The association between poverty –or wealth– and HIV is context-specific
Once the epidemic has matured and spread to all parts of the country, the poorest populations in rural areas become the group most likely to be exposed to the virus. At the same time, as the population gains a better understanding of the disease, the more affluent groups tend to be the first to learn how to protect themselves against infection.
We cannot put all regions and communities in the same bag as they are all different: the epidemic has started at a different time and follows a different course in each one. Clearly, the association between poverty (or wealth) and HIV is context-specific and each community concerned about the course of the epidemic within its population needs to study its specific characteristics to determine the best way to counteract the epidemic and put an end to it.
Although the poorest people in the community are more likely to be infected by the virus, it cannot be said that HIV is a infection of the poor
It is for this reason that ISGlobal has studied the HIV epidemic in Manhiça, a district in southern Mozambique where we have been working for the past 20 years. Manhiça is a semi rural region close to the South African border with an incredibly high prevalence of HIV infection (40%). The study found that the poorest people in the community are more likely to be infected by the virus and these groups therefore require special attention. Nevertheless, the findings also show that the community needs to work with other, more affluent, social groups as well because these also have a very high prevalence of HIV. Consequently, it cannot be said that HIV is a infection of the poor even in a district like Manhiça where the poorest sectors of the population do have the highest levels of HIV infection.

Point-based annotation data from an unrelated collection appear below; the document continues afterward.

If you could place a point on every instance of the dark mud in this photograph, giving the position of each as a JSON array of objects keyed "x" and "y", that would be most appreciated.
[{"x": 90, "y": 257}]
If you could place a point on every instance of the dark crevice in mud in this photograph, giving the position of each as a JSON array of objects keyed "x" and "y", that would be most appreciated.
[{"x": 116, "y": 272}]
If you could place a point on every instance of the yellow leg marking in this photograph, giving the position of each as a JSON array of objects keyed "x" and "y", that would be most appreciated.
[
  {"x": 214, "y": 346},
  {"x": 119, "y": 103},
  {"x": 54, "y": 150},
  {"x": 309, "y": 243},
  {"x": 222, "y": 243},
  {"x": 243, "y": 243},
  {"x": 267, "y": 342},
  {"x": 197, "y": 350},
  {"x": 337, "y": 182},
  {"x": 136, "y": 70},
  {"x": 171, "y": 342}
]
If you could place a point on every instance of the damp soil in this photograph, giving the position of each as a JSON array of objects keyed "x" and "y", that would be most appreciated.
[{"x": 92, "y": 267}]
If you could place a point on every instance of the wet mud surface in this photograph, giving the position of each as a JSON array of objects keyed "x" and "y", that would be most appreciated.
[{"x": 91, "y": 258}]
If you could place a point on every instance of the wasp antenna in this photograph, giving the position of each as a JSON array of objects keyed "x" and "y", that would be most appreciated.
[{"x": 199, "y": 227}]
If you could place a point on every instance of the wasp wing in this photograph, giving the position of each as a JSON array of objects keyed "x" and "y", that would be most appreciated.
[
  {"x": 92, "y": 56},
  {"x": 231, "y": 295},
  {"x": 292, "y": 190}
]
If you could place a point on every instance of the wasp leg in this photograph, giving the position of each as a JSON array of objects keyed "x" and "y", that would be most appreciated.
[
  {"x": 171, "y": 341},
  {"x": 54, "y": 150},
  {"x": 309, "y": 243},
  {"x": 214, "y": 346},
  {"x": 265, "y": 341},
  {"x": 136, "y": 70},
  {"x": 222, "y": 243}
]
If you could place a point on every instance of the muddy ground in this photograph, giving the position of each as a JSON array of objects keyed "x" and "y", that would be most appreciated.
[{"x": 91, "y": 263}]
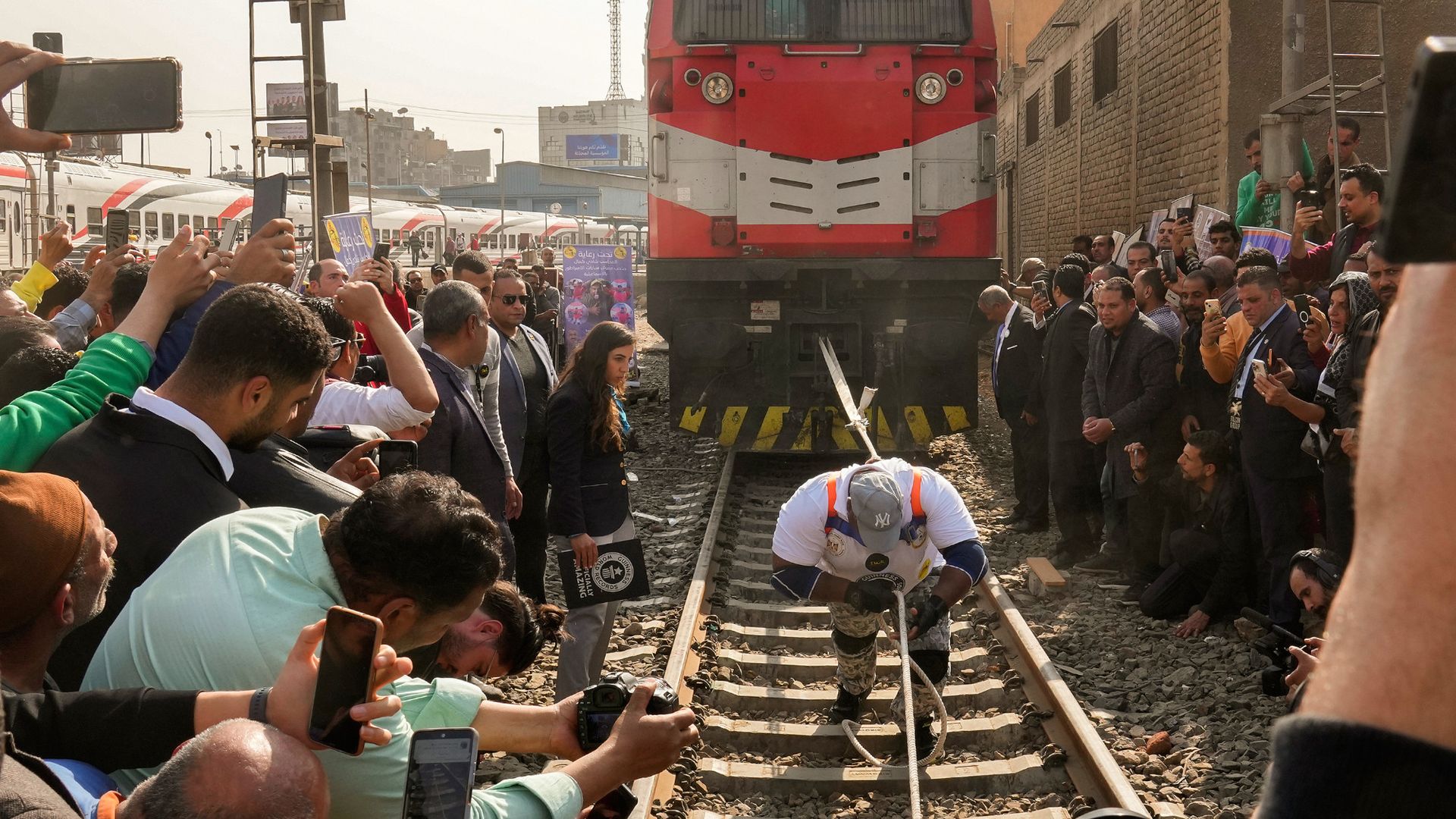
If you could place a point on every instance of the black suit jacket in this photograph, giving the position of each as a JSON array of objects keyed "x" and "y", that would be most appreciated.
[
  {"x": 588, "y": 484},
  {"x": 153, "y": 483},
  {"x": 130, "y": 727},
  {"x": 1270, "y": 436},
  {"x": 278, "y": 474},
  {"x": 457, "y": 444},
  {"x": 1019, "y": 363},
  {"x": 1056, "y": 394},
  {"x": 1136, "y": 390}
]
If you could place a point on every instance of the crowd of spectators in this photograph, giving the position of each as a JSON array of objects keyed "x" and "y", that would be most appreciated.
[
  {"x": 1199, "y": 420},
  {"x": 175, "y": 531}
]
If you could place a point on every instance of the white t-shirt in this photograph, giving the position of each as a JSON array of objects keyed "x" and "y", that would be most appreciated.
[
  {"x": 801, "y": 537},
  {"x": 383, "y": 407}
]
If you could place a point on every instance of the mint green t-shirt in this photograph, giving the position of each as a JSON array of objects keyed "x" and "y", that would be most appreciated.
[{"x": 223, "y": 613}]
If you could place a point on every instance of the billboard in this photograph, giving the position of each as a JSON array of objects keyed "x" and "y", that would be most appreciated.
[
  {"x": 287, "y": 99},
  {"x": 592, "y": 146}
]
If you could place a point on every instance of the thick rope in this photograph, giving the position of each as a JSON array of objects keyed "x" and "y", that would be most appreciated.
[{"x": 913, "y": 761}]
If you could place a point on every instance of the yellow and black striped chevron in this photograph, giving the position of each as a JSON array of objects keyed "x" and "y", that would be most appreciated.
[{"x": 821, "y": 428}]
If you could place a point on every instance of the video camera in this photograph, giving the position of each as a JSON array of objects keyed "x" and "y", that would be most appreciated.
[
  {"x": 1272, "y": 678},
  {"x": 603, "y": 703}
]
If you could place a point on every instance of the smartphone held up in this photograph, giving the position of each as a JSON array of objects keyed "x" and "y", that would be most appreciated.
[{"x": 351, "y": 640}]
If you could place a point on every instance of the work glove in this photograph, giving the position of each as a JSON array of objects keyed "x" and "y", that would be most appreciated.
[
  {"x": 929, "y": 614},
  {"x": 870, "y": 596}
]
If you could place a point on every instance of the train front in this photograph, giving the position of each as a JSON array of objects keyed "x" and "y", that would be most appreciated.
[{"x": 820, "y": 169}]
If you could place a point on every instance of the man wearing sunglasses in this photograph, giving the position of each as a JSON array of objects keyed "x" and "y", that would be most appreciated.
[
  {"x": 528, "y": 379},
  {"x": 408, "y": 401}
]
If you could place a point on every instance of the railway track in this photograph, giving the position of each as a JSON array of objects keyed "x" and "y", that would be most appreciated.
[{"x": 761, "y": 672}]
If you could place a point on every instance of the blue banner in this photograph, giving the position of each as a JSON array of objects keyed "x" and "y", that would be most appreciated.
[
  {"x": 351, "y": 238},
  {"x": 593, "y": 146}
]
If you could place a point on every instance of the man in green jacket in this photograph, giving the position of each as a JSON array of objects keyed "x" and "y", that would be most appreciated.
[{"x": 1258, "y": 200}]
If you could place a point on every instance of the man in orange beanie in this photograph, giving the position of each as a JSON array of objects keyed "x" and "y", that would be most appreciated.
[{"x": 55, "y": 570}]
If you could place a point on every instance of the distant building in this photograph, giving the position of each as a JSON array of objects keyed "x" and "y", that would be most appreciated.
[
  {"x": 535, "y": 187},
  {"x": 405, "y": 155},
  {"x": 599, "y": 134}
]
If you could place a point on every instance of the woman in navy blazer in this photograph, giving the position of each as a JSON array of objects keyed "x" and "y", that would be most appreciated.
[{"x": 587, "y": 435}]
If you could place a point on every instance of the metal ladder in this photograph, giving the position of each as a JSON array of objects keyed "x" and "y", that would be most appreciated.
[
  {"x": 303, "y": 14},
  {"x": 1331, "y": 95}
]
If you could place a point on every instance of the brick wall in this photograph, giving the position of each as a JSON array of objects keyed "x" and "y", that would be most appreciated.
[
  {"x": 1193, "y": 79},
  {"x": 1161, "y": 134}
]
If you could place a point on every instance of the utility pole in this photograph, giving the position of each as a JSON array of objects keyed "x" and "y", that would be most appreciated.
[
  {"x": 615, "y": 24},
  {"x": 1292, "y": 77}
]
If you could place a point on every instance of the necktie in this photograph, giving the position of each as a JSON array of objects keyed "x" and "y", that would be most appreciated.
[{"x": 996, "y": 354}]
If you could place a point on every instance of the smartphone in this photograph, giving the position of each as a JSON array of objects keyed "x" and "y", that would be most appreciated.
[
  {"x": 1169, "y": 262},
  {"x": 270, "y": 196},
  {"x": 118, "y": 229},
  {"x": 397, "y": 457},
  {"x": 107, "y": 96},
  {"x": 440, "y": 774},
  {"x": 1302, "y": 308},
  {"x": 1420, "y": 222},
  {"x": 47, "y": 41},
  {"x": 229, "y": 235},
  {"x": 351, "y": 642}
]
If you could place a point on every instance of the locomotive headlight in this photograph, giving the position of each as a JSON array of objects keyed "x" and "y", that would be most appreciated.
[
  {"x": 930, "y": 88},
  {"x": 717, "y": 88}
]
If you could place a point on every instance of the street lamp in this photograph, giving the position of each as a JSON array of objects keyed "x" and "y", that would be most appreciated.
[
  {"x": 369, "y": 152},
  {"x": 500, "y": 181}
]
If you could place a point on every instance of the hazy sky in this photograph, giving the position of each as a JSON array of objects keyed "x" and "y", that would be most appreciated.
[{"x": 462, "y": 67}]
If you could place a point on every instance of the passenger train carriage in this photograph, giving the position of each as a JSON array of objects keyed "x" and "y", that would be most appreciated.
[
  {"x": 159, "y": 203},
  {"x": 820, "y": 168}
]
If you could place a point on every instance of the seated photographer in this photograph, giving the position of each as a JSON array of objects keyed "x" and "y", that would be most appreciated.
[
  {"x": 419, "y": 554},
  {"x": 245, "y": 754},
  {"x": 501, "y": 639},
  {"x": 1207, "y": 557},
  {"x": 408, "y": 401},
  {"x": 1313, "y": 576}
]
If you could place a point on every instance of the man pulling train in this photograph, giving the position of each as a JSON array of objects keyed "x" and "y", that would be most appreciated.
[{"x": 849, "y": 538}]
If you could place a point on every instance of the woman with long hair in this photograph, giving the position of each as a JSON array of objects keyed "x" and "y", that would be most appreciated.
[{"x": 587, "y": 433}]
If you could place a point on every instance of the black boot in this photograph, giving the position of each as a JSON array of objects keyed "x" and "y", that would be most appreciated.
[{"x": 848, "y": 707}]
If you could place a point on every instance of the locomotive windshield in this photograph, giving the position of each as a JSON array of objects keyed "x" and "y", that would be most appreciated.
[{"x": 821, "y": 20}]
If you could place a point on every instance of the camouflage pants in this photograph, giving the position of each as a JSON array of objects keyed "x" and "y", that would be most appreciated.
[{"x": 855, "y": 632}]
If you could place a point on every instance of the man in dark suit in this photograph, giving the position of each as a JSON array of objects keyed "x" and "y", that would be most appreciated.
[
  {"x": 457, "y": 334},
  {"x": 1276, "y": 469},
  {"x": 528, "y": 379},
  {"x": 1056, "y": 406},
  {"x": 156, "y": 465},
  {"x": 1015, "y": 366},
  {"x": 1128, "y": 392}
]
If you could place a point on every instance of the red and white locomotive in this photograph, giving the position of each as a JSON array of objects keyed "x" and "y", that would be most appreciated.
[{"x": 820, "y": 168}]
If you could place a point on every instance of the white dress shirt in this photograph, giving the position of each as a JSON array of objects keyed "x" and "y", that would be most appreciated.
[{"x": 164, "y": 409}]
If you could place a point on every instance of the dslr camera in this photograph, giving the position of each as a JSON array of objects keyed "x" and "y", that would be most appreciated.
[{"x": 603, "y": 703}]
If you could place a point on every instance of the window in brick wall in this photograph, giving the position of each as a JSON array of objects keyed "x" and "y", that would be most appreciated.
[
  {"x": 1062, "y": 95},
  {"x": 1033, "y": 117},
  {"x": 1104, "y": 61}
]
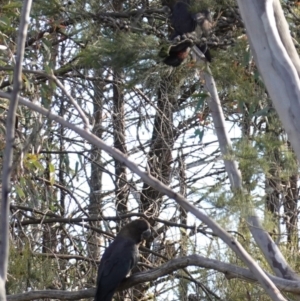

Women had a higher probability of being HIV-positive than men at all wealth levels and ages
Our study also had certain innovative features, which add to the value of the analysis and the findings. First, we used a wealth index based on the characteristics and assets of each household, which were used as a proxy for the individual’s socioeconomic status. We used multiple correspondence analysis (MCA) to compute this index. This choice differentiates our study from others because MCA is a more appropriate tool for the type of data being analysed than the one most often used for this purpose (principal components analysis). Furthermore, the analysis was adjusted for age and sex and took into account the non-linear relationship between age and HIV infection. This allowed us to observe that the probability of being HIV positive in Manhiça increased up to 36 years of age and then decreased progressively. Women had a higher probability of being HIV-positive than men at all wealth levels and ages.
Such improvements in analytical methods and innovations in study design are essential if the scientific community is to gain a better understanding of important associations, such as the relationship between HIV and poverty or wealth. In this way, little by little, we can work towards their elimination.